The Ducati XDiavel is one of the wildest looking motorcycles on the market, but if you’re a world famous bike customizer, the Italian cruiser is really just untapped design potential waiting to be explored.
Fred Krugger has won the AMD World Championship of Custom Bike Building and has received a number of other honors during his 20-plus years of tinkering. After seeing what Roland Sands and the Ducati Center did with the XDiavel earlier this year, Krugger decided to put his own spin on the sport cruiser.
And thus, the Ducati Thiverval was born. Instead of completely following the XDiavel’s outlandish styling, Krugger mixes in some of his own distinctive cues. At the front, the Thiverval retains the original bike’s headlight and front fork, but swaps in a custom wheel fender.

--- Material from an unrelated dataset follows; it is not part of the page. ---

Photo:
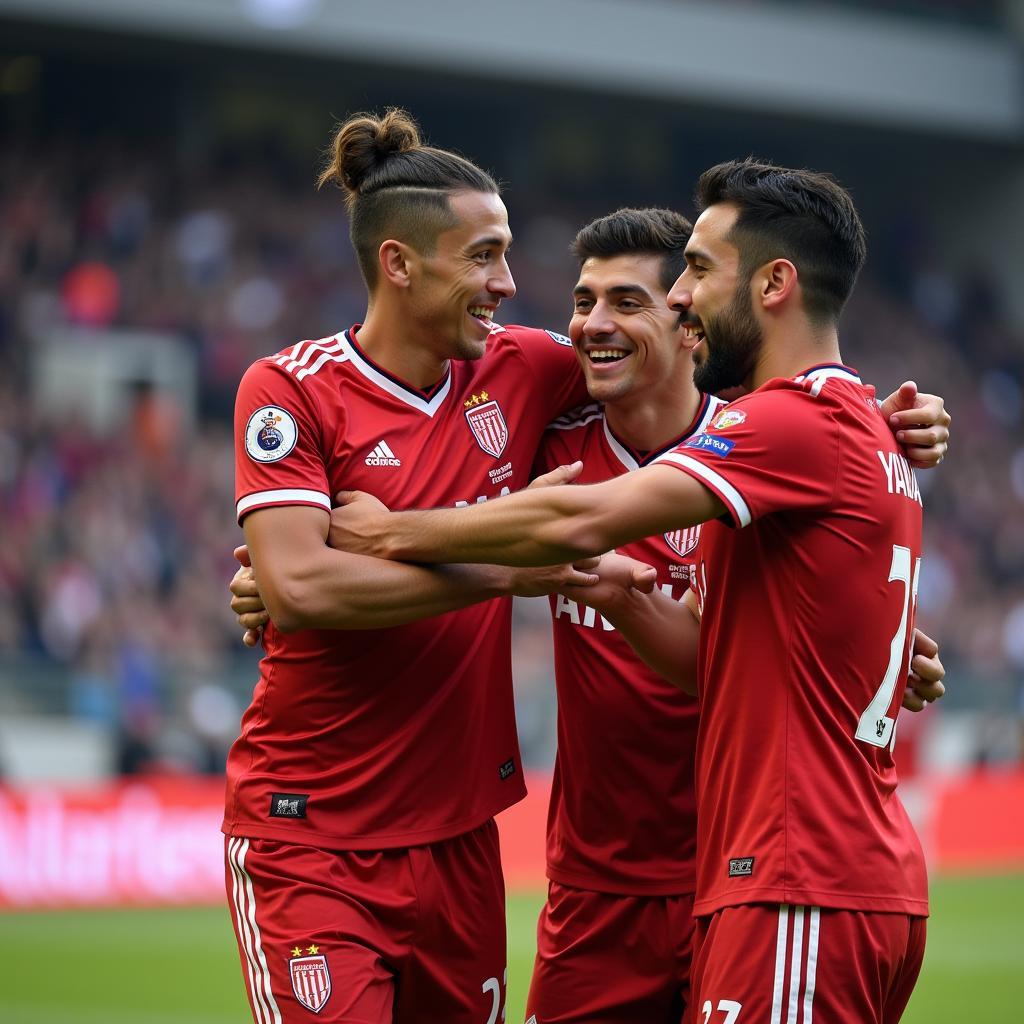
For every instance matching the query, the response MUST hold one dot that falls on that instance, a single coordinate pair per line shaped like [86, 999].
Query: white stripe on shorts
[796, 963]
[264, 1006]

In profile, you can see the most significant changes, including a special tank, seat, and rear cowl. Krugger’s silver-on-black graphic that starts at the front wheel and continues to the end of the bike matches Ducati’s stock L-twin painted accents.
At the narrowed rear, a single taillight invokes early ’90s sport bikes, with dual exhaust ports tucked neatly into the truncated tail. As a whole, the Thiverval is a bit less frenetic than the original XDiavel, but the bike continues to command attention. We’re quite taken with the Thiverval’s clean aesthetic, especially as it addresses the XDiavel’s weakest visual cues from the trailing arm rearward. Now whether that narrow saddle is comfortable or not — that may be a different story.
Ducati fans will be pleased to know that Krugger left the XDiavel’s powertrain untouched. The L-twin motor makes 156 horsepower and 95 pound-feet of torque from 1,262 cc’s of displacement. Peak torque is available at 5,000 rpm, and another surge of torque appears at 7,500 rpm. We were more than impressed with how the XDiavel handled itself in a straight line and through corners when we tested it last year.
The Thiverval is now on display at the 2017 Bikers’ Classics in Belgium. Krugger hasn’t given his latest creation a price tag, but considering the standard XDiavel starts at $20,000, expect the added flair to come with a steep surcharge.